Macroeconomic policies and social protection
Macroeconomic and social policies are crucial instruments guiding the achievement of women’s empowerment and gender equality. Macroeconomic policies do not necessarily affect men and women in the same ways. Gender-blind policies can perpetuate limits on women’s ability to gain decent employment, for example. Given wide gaps between women and men in access to jobs and other economic assets, policies deliberately crafted to close these stand a far greater chance of improving women’s lives and advancing gender equality. Social protection policies play important roles in opening women’s access to labour markets, addressing economic risks faced by working families, and helping poor households meet basic needs.
UN Women works with government partners to devise and implement macroeconomic policies that can deliver results for women, touching on issues such as links between women’s paid work and inclusive growth, the impacts of economic crisis, and the role of gender in agriculture and trade policy. We provide analysis and data to inform more gender-responsive policies, and assist public officials and gender equality advocates in acquiring skills to design and implement them. By bringing together policymakers with feminist and progressive economists, we encourage the sharing of knowledge and new ideas.
In Albania, state family subsidies once went primarily to men because they were automatically considered the heads of households. UN Women helped the Government revise its Law on Economic Aid and Social Services to recognize economically vulnerable women. New groups eligible for grants include trafficked women, survivors of domestic violence and women filing for divorce.
UN Women joined the Food and Agriculture Organization in Côte d’Ivoire to advocate highlighting women’s priorities in the most recent National Agricultural Investment Plan. Initiatives to implement the plan now include one in the Indénié-Djuablin region, where women make up half the members of the programmes’ governing committee, and have a special allotment of the land provided under it.
In Rwanda, UN Women supported civil society groups in analysing the gender responsiveness of spending on agriculture, a sector where many women make their livelihoods. The data they collected informed advocacy that, from 2009 to 2011, encouraged a 26.3-per-cent jump in Rwanda’s agricultural budget. UN Women continues to work with the groups in monitoring gender-related expenditure of the new funds.
In Bolivia, UN Women backed an alliance of 12 women’s organizations seeking to integrate women’s rights provisions in laws and regulations. As a result of their advocacy, the national budget now formally recognizes unpaid care work, opening the door to the development of specific policies and allocation of resources to assist women struggling to manage multiple roles.

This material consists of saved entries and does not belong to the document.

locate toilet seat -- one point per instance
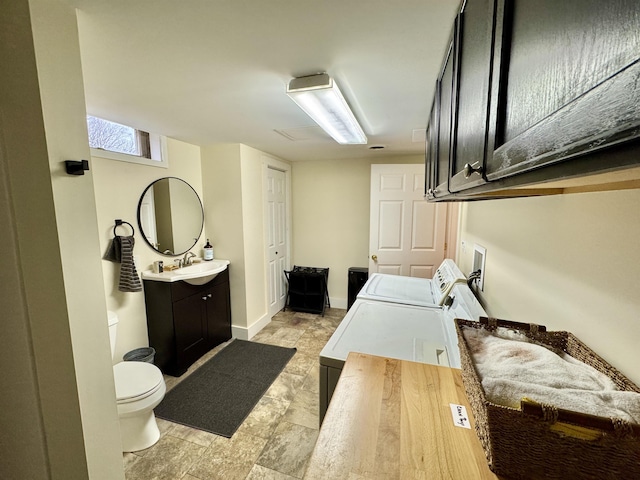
(135, 381)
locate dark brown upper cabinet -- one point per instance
(472, 81)
(440, 139)
(565, 83)
(537, 97)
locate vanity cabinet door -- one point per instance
(185, 321)
(565, 82)
(218, 314)
(190, 324)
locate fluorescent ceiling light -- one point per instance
(319, 96)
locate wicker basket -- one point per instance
(541, 441)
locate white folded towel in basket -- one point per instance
(511, 368)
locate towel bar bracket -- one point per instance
(120, 222)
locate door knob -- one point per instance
(469, 170)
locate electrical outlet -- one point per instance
(479, 260)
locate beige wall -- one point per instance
(118, 187)
(569, 262)
(331, 217)
(60, 409)
(232, 176)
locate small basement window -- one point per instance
(115, 141)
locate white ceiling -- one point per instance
(215, 71)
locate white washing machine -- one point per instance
(426, 292)
(396, 330)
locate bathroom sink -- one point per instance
(196, 274)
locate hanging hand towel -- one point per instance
(129, 279)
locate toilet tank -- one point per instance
(113, 327)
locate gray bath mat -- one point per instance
(219, 395)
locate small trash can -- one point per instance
(144, 354)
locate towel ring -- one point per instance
(119, 223)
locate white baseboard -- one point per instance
(246, 333)
(338, 302)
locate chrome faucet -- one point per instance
(188, 258)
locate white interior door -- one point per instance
(277, 247)
(407, 234)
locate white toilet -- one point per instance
(140, 388)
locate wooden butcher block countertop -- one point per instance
(391, 419)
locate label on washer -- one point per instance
(459, 414)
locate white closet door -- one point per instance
(407, 234)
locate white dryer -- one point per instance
(426, 292)
(396, 330)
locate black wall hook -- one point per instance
(120, 222)
(76, 167)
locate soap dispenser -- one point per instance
(208, 251)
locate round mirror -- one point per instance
(170, 216)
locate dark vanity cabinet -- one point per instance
(186, 321)
(544, 91)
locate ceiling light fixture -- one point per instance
(319, 96)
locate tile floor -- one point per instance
(276, 439)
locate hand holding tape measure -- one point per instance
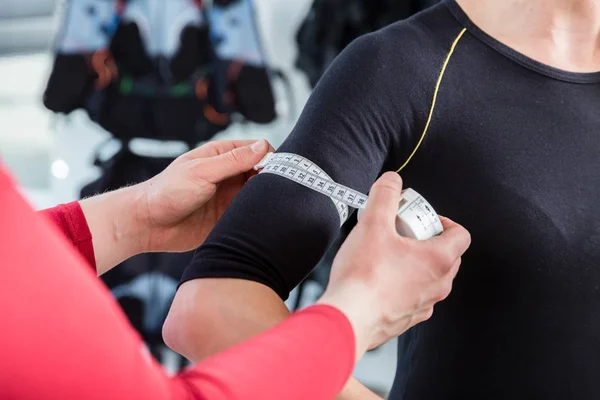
(416, 217)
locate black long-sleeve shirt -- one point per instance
(512, 153)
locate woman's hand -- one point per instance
(176, 210)
(183, 203)
(386, 283)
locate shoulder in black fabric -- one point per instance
(331, 25)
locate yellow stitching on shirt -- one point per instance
(435, 93)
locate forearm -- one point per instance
(115, 220)
(239, 310)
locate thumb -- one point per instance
(235, 162)
(384, 200)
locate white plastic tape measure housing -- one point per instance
(416, 217)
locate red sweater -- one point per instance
(64, 337)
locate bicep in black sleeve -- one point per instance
(276, 231)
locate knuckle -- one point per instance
(384, 185)
(428, 314)
(235, 157)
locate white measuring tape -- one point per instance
(416, 217)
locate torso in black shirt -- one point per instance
(512, 153)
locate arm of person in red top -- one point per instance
(70, 220)
(64, 337)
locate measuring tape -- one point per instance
(416, 217)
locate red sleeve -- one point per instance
(64, 337)
(70, 220)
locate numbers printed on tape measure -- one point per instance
(414, 209)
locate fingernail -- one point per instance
(394, 176)
(258, 147)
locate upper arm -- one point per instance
(275, 231)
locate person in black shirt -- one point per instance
(489, 109)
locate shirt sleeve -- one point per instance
(71, 221)
(64, 336)
(357, 123)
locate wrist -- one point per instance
(360, 305)
(131, 225)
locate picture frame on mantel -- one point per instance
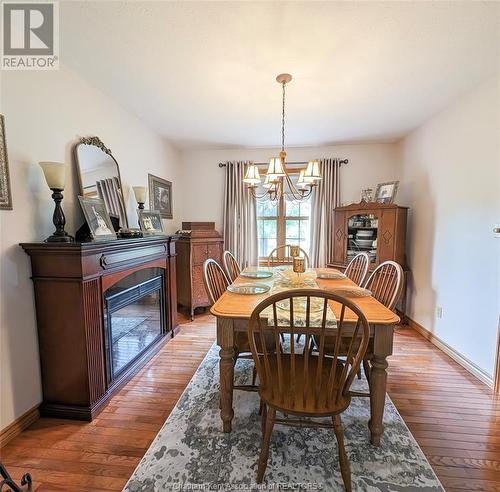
(5, 192)
(386, 192)
(160, 196)
(98, 219)
(150, 223)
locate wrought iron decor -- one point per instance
(5, 194)
(8, 482)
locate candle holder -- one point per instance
(140, 196)
(299, 265)
(55, 175)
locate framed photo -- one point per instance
(5, 194)
(386, 192)
(150, 223)
(160, 196)
(97, 218)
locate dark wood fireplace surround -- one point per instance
(69, 281)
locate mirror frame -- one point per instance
(97, 142)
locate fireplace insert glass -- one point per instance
(134, 318)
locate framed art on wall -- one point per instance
(150, 223)
(5, 194)
(160, 196)
(97, 217)
(386, 192)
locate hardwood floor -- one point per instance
(453, 416)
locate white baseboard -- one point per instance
(451, 352)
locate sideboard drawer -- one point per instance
(199, 254)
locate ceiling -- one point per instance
(202, 74)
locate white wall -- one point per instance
(451, 182)
(45, 112)
(369, 164)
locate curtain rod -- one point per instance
(344, 161)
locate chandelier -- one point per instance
(277, 180)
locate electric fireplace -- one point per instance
(134, 318)
(104, 308)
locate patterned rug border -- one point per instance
(171, 416)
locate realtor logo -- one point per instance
(30, 38)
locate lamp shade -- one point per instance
(303, 182)
(275, 169)
(252, 176)
(55, 174)
(312, 171)
(140, 193)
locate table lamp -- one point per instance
(55, 175)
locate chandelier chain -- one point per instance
(283, 119)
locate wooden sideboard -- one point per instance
(79, 290)
(386, 223)
(197, 243)
(388, 226)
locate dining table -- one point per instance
(233, 310)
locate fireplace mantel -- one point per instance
(70, 280)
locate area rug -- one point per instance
(192, 453)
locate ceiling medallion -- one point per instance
(277, 180)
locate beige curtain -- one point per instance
(326, 196)
(109, 191)
(240, 219)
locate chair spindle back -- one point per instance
(231, 266)
(297, 377)
(358, 268)
(386, 283)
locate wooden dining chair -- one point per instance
(295, 381)
(358, 268)
(386, 285)
(231, 266)
(216, 283)
(281, 256)
(215, 280)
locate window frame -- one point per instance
(281, 219)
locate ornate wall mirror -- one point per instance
(99, 176)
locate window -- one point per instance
(283, 222)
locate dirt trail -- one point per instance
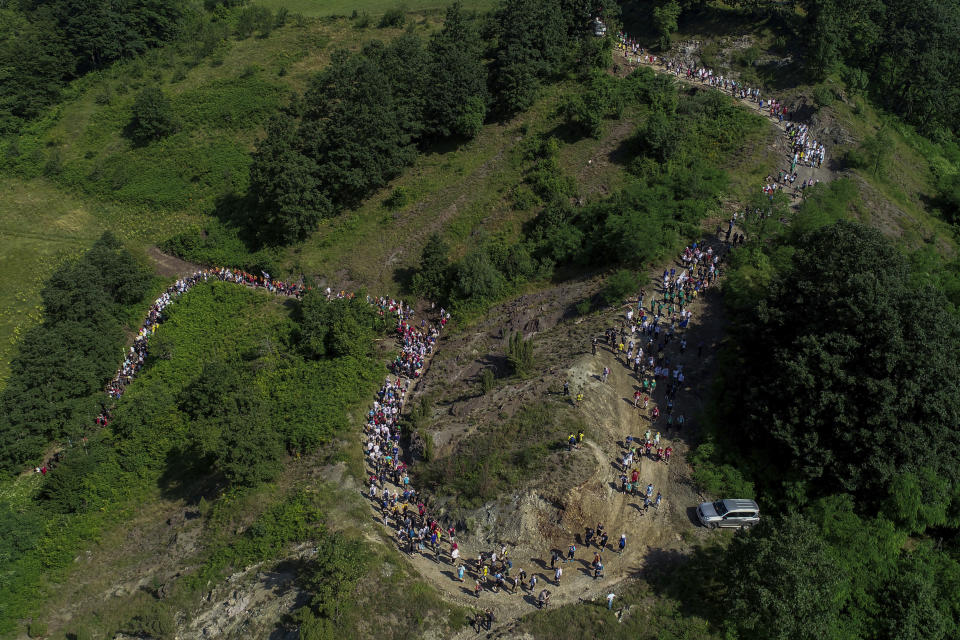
(821, 173)
(170, 266)
(611, 416)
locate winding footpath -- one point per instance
(475, 577)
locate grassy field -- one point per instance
(72, 174)
(373, 7)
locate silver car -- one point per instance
(729, 513)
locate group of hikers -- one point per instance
(416, 344)
(137, 353)
(805, 150)
(650, 340)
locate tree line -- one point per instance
(366, 116)
(674, 159)
(904, 54)
(841, 410)
(44, 44)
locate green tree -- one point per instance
(845, 371)
(338, 565)
(457, 95)
(285, 183)
(877, 149)
(431, 281)
(153, 116)
(531, 37)
(665, 18)
(336, 328)
(250, 450)
(477, 279)
(520, 355)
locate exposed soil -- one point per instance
(170, 266)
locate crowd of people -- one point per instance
(805, 150)
(649, 342)
(416, 345)
(137, 353)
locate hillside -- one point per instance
(519, 206)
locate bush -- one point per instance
(395, 17)
(153, 117)
(255, 18)
(362, 21)
(520, 355)
(487, 380)
(823, 96)
(399, 198)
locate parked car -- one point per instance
(729, 513)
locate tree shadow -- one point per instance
(186, 476)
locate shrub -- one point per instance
(395, 17)
(37, 629)
(153, 116)
(823, 96)
(362, 21)
(520, 355)
(255, 18)
(399, 198)
(487, 380)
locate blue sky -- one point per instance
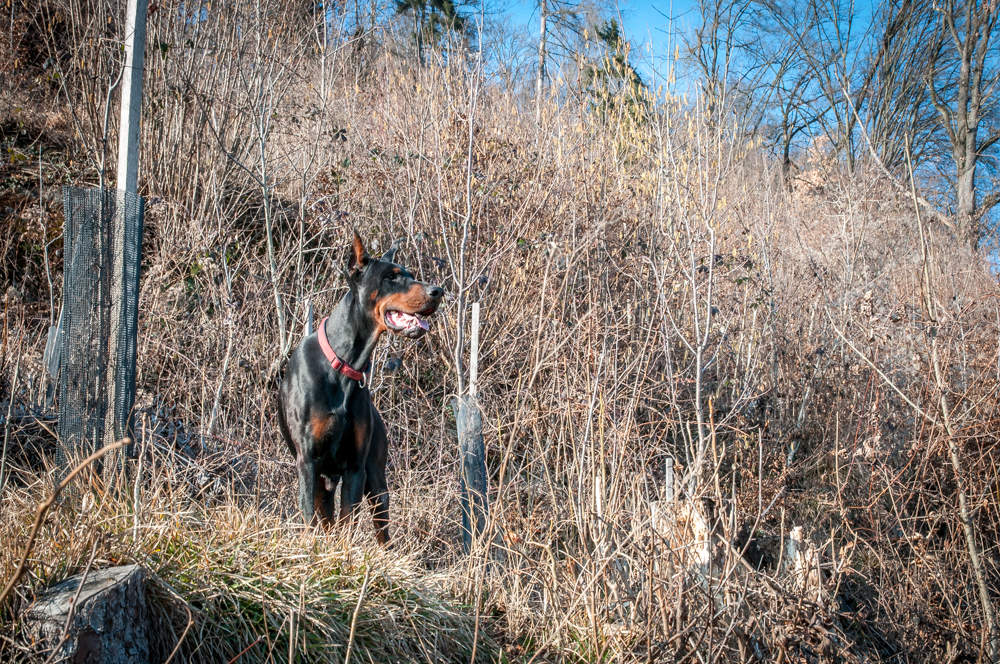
(643, 20)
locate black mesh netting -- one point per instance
(102, 241)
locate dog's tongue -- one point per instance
(401, 319)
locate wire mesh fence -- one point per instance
(102, 250)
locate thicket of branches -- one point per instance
(811, 341)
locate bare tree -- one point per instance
(962, 80)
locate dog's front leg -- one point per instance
(309, 480)
(351, 493)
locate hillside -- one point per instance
(816, 352)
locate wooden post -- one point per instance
(128, 138)
(668, 493)
(472, 450)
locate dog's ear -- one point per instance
(390, 255)
(357, 257)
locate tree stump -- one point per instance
(109, 626)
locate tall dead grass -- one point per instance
(649, 290)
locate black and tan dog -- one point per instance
(325, 410)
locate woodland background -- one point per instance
(768, 253)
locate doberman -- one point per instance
(325, 409)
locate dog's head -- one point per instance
(387, 292)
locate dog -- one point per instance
(325, 410)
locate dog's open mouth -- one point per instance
(404, 323)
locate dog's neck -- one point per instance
(351, 332)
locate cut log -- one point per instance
(109, 626)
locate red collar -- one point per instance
(335, 362)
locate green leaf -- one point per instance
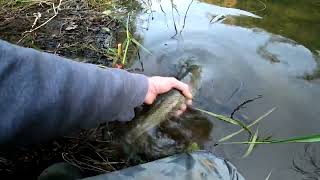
(124, 59)
(302, 139)
(226, 119)
(252, 145)
(250, 125)
(140, 45)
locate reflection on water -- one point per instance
(244, 51)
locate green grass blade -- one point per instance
(250, 125)
(227, 119)
(251, 146)
(302, 139)
(124, 59)
(269, 175)
(127, 26)
(140, 45)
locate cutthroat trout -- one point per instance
(143, 137)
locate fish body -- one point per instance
(142, 136)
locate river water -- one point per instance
(246, 49)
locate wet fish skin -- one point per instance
(141, 138)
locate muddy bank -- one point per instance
(82, 30)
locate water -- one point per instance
(268, 48)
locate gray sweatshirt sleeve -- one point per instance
(44, 96)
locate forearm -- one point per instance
(43, 95)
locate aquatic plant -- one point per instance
(254, 138)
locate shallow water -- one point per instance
(258, 47)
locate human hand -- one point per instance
(159, 85)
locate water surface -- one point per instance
(246, 49)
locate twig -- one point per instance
(56, 11)
(185, 17)
(242, 104)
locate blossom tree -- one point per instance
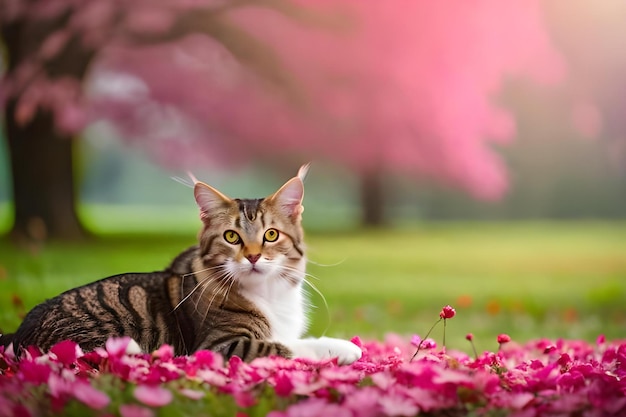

Globally, we support the UN Social Protection Floor initiative, which advocates universal access to basic services and social transfers of cash or goods to ensure income and food security. In 2011, The World Bank agreed to finance stronger social safety nets in Grenada through a system of cash transfers for poor households, including those headed by women. The agreement for the programme, funded by a zero-interest loan, drew directly on research undertaken by UN Women in partnership with UNICEF and the Bank.
Through the EDGE Initiative, UN Women is part of a new collaborative effort to generate internationally comparable indicators on health, education, employment, entrepreneurship and assets broken down by gender. The data will provide essential information in determining the extent of gender inequality and inform more targeted and efficient support for women’s empowerment.
Under the Gender Economic Policy Management Initiative, we partner with UNDP to provide short courses on gender and economics for policymakers, and support a masters’ degree in gender-aware economics.